Doppler Shift, Huygen's Principle and Interference
As Demonstrated through the Phenomenon of Rock-Chuckin'
Chuckin' Rocks at Walls
Suppose I walk toward a wall at 1.5 m/s, taking 1.5 steps per second, and on every second step I chuck a rock at the wall.
Suppose I now walk away from the wall at the same speed and again chuck rocks at the wall, one rock every two steps, and I flang the rocks a little faster so they'll still be moving at 10 m/s relative to the ground.
Chuckin' Rocks into the Pond
Now I want to throw rocks into the pond. I throw a rock and observe that when it strikes the water it causes waves to spread out in a circular pattern, moving at about .6 meter/sec. I notice also that waves of different sizes travel at different speeds, but for now I concentrate on the fastest wave, the one at the outer rim of the circle.
If I throw four rocks into the pond so that they hit .9 meters apart, one after another along a straight line and times so that they hit the water 1/2 second apart, what will the wave pattern look like at the instant the last rock hits?
What would the pattern look like if the rocks hit only 1/4 second apart? How would it differ from the preceding picture?

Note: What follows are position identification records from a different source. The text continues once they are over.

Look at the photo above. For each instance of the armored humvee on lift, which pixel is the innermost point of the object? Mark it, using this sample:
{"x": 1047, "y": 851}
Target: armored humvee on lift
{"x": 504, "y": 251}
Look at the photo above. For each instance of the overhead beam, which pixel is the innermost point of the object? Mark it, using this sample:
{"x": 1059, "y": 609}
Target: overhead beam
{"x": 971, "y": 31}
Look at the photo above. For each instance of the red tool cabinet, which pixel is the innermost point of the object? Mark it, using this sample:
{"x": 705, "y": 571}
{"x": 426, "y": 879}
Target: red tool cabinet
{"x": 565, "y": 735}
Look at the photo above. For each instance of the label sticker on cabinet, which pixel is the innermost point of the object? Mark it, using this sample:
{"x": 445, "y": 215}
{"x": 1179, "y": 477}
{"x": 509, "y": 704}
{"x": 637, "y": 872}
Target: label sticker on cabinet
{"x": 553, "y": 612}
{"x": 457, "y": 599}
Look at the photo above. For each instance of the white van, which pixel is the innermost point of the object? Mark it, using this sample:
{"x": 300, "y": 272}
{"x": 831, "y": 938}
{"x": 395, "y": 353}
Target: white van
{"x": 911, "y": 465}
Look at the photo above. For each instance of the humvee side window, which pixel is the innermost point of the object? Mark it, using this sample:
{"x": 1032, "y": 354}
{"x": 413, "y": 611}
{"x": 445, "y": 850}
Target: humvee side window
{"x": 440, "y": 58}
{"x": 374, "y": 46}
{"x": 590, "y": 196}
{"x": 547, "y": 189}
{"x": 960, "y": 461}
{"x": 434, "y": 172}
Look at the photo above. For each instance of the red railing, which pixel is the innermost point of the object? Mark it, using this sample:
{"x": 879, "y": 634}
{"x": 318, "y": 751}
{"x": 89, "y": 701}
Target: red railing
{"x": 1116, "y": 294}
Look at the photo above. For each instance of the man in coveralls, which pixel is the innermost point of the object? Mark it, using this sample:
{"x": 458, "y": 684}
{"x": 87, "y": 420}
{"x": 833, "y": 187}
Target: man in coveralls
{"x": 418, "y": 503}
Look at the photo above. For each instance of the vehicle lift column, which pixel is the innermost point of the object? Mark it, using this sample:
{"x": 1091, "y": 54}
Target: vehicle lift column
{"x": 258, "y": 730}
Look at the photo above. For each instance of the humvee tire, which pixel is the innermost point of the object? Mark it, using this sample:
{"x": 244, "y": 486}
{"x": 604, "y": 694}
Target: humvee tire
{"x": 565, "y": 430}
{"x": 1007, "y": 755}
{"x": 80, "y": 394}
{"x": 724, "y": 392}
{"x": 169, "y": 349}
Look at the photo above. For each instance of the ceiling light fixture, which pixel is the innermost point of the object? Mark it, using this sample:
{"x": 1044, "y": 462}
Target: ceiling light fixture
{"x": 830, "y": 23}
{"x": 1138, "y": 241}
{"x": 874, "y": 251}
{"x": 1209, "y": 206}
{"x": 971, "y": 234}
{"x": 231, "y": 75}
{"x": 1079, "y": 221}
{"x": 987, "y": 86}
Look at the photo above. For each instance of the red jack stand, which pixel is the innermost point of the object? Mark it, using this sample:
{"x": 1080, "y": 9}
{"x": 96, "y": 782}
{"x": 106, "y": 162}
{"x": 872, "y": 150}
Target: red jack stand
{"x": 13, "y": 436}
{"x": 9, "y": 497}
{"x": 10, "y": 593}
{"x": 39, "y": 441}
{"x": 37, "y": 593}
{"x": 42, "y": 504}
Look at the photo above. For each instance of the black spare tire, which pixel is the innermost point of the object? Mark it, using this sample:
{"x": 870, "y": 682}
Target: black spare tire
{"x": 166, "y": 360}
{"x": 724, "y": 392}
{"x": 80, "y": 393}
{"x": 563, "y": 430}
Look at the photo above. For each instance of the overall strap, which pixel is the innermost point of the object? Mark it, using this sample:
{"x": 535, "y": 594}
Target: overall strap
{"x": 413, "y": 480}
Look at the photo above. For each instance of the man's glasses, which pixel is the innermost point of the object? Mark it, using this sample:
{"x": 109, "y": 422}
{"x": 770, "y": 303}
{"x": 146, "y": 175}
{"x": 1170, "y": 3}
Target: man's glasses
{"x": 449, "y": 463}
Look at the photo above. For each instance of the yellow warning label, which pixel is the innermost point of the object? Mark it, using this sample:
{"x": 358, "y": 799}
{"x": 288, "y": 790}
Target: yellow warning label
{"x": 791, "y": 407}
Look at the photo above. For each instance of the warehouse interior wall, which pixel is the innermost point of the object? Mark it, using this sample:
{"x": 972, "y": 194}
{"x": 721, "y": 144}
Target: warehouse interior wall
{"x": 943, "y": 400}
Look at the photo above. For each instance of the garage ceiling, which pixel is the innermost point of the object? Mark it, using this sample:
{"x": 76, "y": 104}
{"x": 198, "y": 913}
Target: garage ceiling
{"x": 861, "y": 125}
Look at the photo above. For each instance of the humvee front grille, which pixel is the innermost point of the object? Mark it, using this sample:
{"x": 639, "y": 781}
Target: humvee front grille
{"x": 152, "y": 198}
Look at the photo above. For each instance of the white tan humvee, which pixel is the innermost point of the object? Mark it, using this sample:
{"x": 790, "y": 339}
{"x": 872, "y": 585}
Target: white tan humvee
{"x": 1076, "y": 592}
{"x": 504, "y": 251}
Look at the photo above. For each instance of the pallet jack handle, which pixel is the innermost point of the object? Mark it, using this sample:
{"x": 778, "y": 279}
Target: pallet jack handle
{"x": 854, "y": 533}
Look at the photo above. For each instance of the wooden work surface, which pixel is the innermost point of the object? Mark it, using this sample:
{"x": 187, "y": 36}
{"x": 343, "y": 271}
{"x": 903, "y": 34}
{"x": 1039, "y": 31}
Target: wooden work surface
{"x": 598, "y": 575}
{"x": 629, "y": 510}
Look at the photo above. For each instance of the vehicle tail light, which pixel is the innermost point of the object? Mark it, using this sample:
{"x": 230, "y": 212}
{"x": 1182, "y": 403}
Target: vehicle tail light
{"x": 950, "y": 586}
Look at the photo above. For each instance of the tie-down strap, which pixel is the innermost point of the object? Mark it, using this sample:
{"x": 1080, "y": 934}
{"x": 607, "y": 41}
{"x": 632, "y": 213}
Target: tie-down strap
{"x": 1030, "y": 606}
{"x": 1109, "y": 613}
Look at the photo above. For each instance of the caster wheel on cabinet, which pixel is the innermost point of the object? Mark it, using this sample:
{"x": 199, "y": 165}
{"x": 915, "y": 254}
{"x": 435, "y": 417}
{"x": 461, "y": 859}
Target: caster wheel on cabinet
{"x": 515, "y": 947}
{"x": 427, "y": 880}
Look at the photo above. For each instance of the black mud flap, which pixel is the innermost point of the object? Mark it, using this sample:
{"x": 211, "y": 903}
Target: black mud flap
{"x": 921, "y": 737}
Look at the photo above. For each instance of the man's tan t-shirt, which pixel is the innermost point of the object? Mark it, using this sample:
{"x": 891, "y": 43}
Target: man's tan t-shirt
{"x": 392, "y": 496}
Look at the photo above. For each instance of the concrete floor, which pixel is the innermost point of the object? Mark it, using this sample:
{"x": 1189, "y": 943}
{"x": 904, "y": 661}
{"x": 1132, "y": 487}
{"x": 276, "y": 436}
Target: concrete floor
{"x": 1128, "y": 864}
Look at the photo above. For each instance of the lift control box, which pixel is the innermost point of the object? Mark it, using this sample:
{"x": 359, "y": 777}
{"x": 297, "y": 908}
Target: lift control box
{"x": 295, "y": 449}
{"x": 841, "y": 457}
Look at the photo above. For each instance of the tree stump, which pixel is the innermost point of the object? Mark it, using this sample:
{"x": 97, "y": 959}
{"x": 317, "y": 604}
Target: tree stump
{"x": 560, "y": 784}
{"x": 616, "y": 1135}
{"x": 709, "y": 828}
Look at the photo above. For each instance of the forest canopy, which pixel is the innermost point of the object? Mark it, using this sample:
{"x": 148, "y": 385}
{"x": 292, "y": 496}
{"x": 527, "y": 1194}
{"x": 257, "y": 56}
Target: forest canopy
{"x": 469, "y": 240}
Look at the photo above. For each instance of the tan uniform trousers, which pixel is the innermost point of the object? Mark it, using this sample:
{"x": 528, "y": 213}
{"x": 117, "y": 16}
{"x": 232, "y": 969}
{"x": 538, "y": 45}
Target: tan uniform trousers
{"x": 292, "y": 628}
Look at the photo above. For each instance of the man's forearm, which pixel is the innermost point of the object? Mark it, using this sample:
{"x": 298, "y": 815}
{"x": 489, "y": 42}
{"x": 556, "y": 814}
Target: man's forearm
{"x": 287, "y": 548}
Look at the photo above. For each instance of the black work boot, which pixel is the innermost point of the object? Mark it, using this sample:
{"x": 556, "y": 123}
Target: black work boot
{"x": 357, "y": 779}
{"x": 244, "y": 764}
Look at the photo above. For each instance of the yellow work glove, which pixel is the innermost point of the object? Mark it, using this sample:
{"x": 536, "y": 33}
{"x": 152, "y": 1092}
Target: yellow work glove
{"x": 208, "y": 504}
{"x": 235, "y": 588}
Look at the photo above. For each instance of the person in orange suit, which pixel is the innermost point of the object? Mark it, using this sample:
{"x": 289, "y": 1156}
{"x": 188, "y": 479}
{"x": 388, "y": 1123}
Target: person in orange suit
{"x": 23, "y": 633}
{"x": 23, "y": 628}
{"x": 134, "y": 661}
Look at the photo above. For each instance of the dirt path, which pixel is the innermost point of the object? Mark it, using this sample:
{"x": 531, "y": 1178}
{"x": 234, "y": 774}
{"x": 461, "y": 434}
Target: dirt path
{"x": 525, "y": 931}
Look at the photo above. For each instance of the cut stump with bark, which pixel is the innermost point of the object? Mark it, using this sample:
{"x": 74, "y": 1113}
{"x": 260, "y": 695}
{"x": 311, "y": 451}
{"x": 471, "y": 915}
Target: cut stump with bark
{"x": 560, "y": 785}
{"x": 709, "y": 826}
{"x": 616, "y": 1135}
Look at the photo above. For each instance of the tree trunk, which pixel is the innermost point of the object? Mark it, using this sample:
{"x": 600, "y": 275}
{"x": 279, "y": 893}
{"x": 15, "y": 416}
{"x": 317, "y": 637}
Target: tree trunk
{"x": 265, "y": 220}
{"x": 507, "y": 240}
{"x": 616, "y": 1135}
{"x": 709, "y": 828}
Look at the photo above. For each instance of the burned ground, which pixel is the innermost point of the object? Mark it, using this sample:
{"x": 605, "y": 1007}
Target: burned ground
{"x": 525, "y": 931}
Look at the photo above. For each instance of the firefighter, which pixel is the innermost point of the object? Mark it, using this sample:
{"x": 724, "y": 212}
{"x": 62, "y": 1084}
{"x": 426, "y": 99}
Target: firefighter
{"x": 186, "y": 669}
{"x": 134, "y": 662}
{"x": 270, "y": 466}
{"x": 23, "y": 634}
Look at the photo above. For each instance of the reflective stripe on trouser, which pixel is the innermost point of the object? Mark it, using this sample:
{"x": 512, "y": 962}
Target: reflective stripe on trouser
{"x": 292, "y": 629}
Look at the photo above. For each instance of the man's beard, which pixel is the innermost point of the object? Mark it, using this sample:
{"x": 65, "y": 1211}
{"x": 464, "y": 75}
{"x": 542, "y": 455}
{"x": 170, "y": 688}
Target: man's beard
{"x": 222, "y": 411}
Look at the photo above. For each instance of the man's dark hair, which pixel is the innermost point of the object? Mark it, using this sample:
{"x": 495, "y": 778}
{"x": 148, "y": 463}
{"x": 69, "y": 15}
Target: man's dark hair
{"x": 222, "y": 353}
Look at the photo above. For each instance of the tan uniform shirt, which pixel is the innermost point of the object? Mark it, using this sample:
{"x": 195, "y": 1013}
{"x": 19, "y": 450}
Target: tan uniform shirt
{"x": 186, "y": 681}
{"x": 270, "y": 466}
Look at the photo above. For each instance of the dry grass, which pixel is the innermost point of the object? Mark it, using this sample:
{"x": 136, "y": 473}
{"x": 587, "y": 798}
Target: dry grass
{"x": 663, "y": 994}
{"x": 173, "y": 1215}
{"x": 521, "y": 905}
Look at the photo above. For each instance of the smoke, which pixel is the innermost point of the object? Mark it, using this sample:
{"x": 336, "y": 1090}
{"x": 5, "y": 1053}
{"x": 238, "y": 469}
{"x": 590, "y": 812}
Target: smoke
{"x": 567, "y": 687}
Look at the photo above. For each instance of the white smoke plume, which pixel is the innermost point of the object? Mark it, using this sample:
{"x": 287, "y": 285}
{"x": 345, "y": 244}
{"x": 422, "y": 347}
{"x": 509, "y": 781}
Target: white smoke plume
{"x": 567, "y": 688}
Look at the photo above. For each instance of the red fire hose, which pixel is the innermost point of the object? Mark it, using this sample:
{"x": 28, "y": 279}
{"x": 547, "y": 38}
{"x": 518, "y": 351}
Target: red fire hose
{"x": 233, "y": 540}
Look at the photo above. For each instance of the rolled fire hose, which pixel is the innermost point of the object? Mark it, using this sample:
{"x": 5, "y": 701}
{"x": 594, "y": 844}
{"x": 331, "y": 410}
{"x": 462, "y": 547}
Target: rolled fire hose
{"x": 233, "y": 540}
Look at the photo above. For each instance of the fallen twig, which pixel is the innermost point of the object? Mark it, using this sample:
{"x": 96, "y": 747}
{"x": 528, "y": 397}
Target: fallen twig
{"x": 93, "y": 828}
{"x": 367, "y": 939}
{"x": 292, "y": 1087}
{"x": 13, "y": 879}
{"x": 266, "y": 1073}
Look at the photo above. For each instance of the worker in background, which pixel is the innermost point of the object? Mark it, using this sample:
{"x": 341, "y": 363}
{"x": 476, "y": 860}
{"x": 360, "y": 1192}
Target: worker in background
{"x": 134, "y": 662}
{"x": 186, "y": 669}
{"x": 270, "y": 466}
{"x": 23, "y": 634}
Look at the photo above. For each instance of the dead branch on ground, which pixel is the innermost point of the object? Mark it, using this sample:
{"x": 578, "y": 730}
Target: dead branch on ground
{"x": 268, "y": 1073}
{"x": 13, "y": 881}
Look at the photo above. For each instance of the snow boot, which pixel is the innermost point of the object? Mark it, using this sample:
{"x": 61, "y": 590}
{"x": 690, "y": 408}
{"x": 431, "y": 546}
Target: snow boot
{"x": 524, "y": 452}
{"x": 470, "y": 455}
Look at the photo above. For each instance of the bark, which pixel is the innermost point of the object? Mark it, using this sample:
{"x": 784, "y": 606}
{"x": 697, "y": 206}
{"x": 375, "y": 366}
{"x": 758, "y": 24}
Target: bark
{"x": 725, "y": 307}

What would each of the above patterns look like if there were a lot of rocks hitting along the same line, from the starting point to the point 2.7 meters away where the last rock hit in the previous example, with the entire process still taking place in the 1.5 seconds between the first and last rock?
More Pond Rock Chuckin'
Suppose I stand on a platform above the middle of the pond and drop a rock into the water, one rock every 2 seconds, while a friend standing 2 meters away on the other side of the platform also drops rocks at 2-second intervals but staggered with mine so that every second a rock gets dropped by one of us.